When my daughter asked me to come to her new school to give a talk, her friend’s eyes nearly popped out.
“You WANT your mom to come speak to our grade?” she asked incredulously.
“Yes, she has really good stories and they’re interesting,” my awesome daughter replied. “She comes every year.”
My heart swam with joy. My tweenager wants me to come to her school.
Her excitement was suddenly hit with a wave of uncertainty.
“But Mom, the talk has to fit in with Health Week and you’re not a nutritionist, dietitian or athlete,” my kid noted.
Nope, I’m not.
I assured her all would work out. Gave her a hug. And then I began to think.
Health Week is the theme. I tell stories of innovation. Now, I just needed to connect the dots.
In my talks, I always ask what the word “innovation” means to my audience.
It is about doing things in a new way, making a difference, it can be reinventing a product or service or fixing what is or isn’t broke. Innovation is about ideas, serendipity, challenges and belief it can be done.
I know that Israel is not a sports mecca. It is a sports-tech hub. It is also a food-tech powerhouse. And a health-tech center.
Eureka!
I set up a call with the teacher in charge of the Health Week talks and I offered a talk on health, food and sports innovations.
As a journalist, I have interviewed numerous entrepreneurs working in sport-tech, health-tech and food-tech.
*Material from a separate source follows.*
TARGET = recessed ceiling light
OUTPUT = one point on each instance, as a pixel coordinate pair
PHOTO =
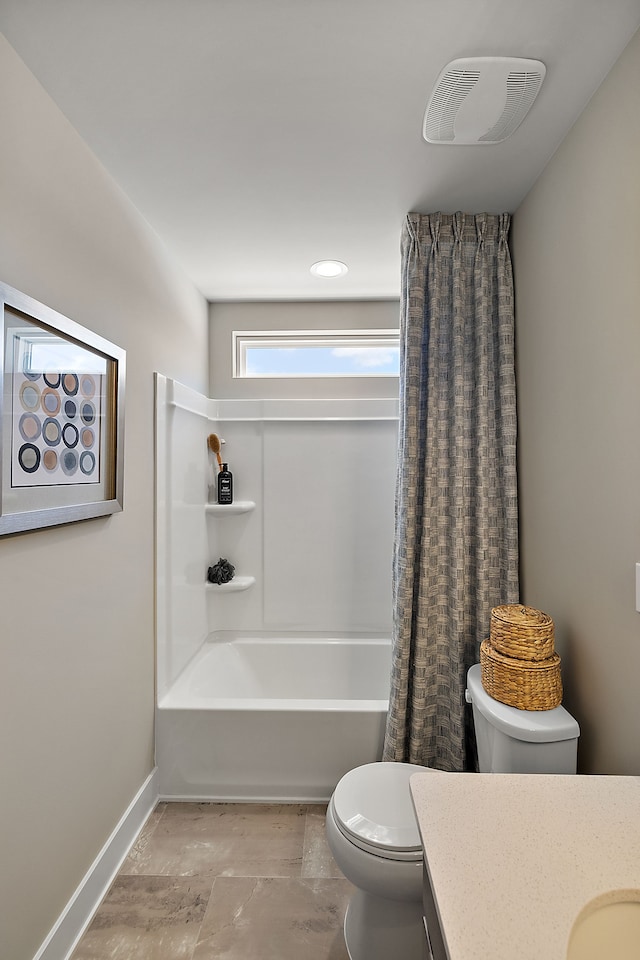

I’ve collected their stories and will now repackage them to share lessons that can be learned.
I will focus on Israeli technologies – when I speak to pupils, especially, it is important for me that they take pride in their country and know they, too, can achieve the impossible if they want to. I’ll also include examples of where we can find blue-and-white tech on the global health stage.
“We’ve never had a talk like this,” the teacher said, in giving me the go-ahead.
“I hope not,” I answered. After all, I made it up for daughter.